Friday 15 August 2014

PET SHOP BOYS by Gary Williams




Pet Shop Boys
by Gary Williams


One of my big memories in life is watching the ITV Chart Show, I was nine and I remember seeing Pet Shop Boys, big, bright and brash, singing Go West in a hyper-pop CGI world. It scared the living shit out of me. They might as well have been Doctor Who monsters. But it wasn’t the Dali-esque pop art visuals, it was just how gay it all was that made me turn it off before it reached the end.

I was scared at how loud they were being, how obviously queer they were to me and how they might have been broadcasting my secret to everyone else in the world. Whilst some people saw Suede or Morrissey or David Bowie or Marc Almond or Pet Shop Boys and thought “Great, there’s someone else out there like me” and put their posters straight on the bedroom wall and idolized them, I didn’t. I had the opposite reaction. And I’ll always be a little jealous of people who had that relationship with a myriad of wonderful, androgynous pop stars who challenged gender and sexuality through music and MTV visuals. I just switched the TV off and hid it and hid myself away for years.

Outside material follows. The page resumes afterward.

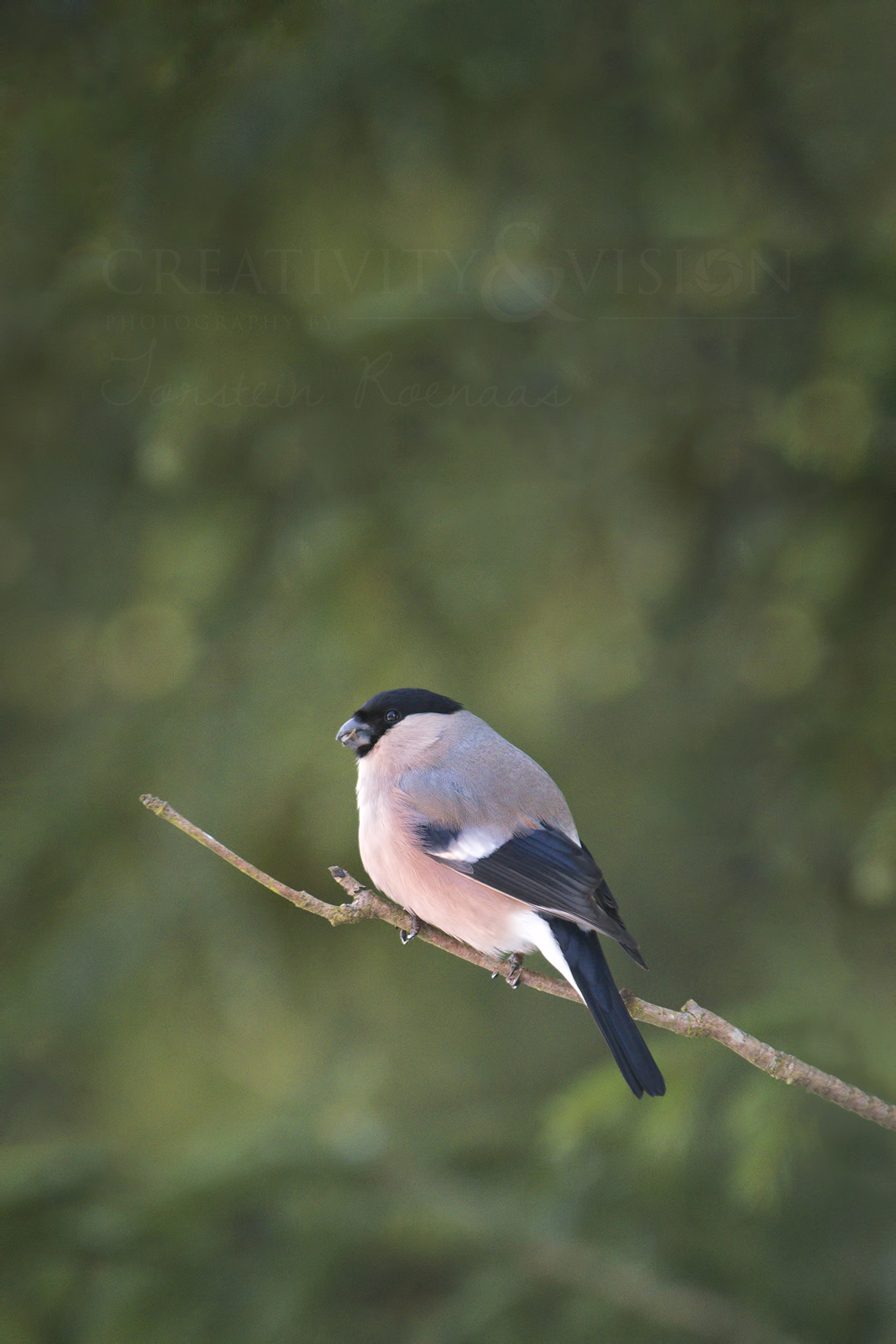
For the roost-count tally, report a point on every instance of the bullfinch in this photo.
(472, 837)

So it was wonderful in later life to slowly regain my relationship with myself as a gay man, to make it a positive thing, to make it something that gave me strength, gave me friends, gave me creativity, love and a community. At the same time as this I found I started to let Neil and Chris into my life. Their work isn’t just Go West or Always on My Mind - bombastic and camp and known by your whole family (one of the songs became a football anthem and one was Christmas number one) – it’s also the quiet, emotional masterpiece Behaviour and an album of 12” house anthems in Introspective (probably my two favourite PSB albums). Last year they turned out a near-perfect Stuart Price produced EDM album, Electric.

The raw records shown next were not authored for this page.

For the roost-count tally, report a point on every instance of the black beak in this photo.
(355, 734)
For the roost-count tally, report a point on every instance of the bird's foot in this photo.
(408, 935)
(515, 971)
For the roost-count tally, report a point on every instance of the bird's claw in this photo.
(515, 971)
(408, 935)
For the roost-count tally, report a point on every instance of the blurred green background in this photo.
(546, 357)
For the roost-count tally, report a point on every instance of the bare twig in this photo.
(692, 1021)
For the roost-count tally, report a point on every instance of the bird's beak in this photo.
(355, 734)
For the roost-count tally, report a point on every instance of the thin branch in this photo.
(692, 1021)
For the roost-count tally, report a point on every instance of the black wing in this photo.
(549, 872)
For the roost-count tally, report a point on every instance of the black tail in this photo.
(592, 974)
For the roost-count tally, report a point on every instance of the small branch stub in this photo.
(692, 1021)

The reason I love them now is why I didn’t when I was younger. Neil’s voice is instantly queer, with it’s femininity, frailty and inate intelligence (I often think Neil’s cool, androgynous voice is the reason some people don’t like the band), the pairing of two seemingly unknowable men is very attractive to a man who knows himself a little better. They stand on a stage almost as a gay couple - one a cold, art school brainiac up front and the other a silent Blackpool bruiser into his dance music and synths. Most couples are like this - I’d be the louder Neil in our relationship and my boyfriend would be the quieter Chris, on the back playing keyboards but doing most of the work really. And they stand there and let their work speak for them, often sneering at you, not showing any emotion so you can use yours to engage with their songs. Their work, like disco can come across as big, daft and camp - the popular stuff certainly is - but there’s so much more soul when you take the time to listen to more. Every lyric is poured over and as singer-songwriter as any indie idol; every beat is made to make you dance. They write witty, emotional and Northern dance music. What’s not to like?

There’s a line that always makes me smile when I think about the Pet Shop Boys and my relationship with them, from frightened child to confident adult who gets to put on amazing parties and events for a living and I shall close this little blog post with it and, I hope, on this Pride weekend, you can judge yourself successfully against this lyric as an LGBT person like I have had the pleasure to:

“I never dreamt that I would get to be the creature that I always meant to be”

That line is from their best song Being Boring. If you've ever dismissed them like I did, let me tell you...there’s a lot to be learnt from the UK’s most successful pop duo of all time.


Gary Williams is an events producer and promotor from Manchester. He is one quarter of Drunk At Vogue and also runs gay dance night Hot Space.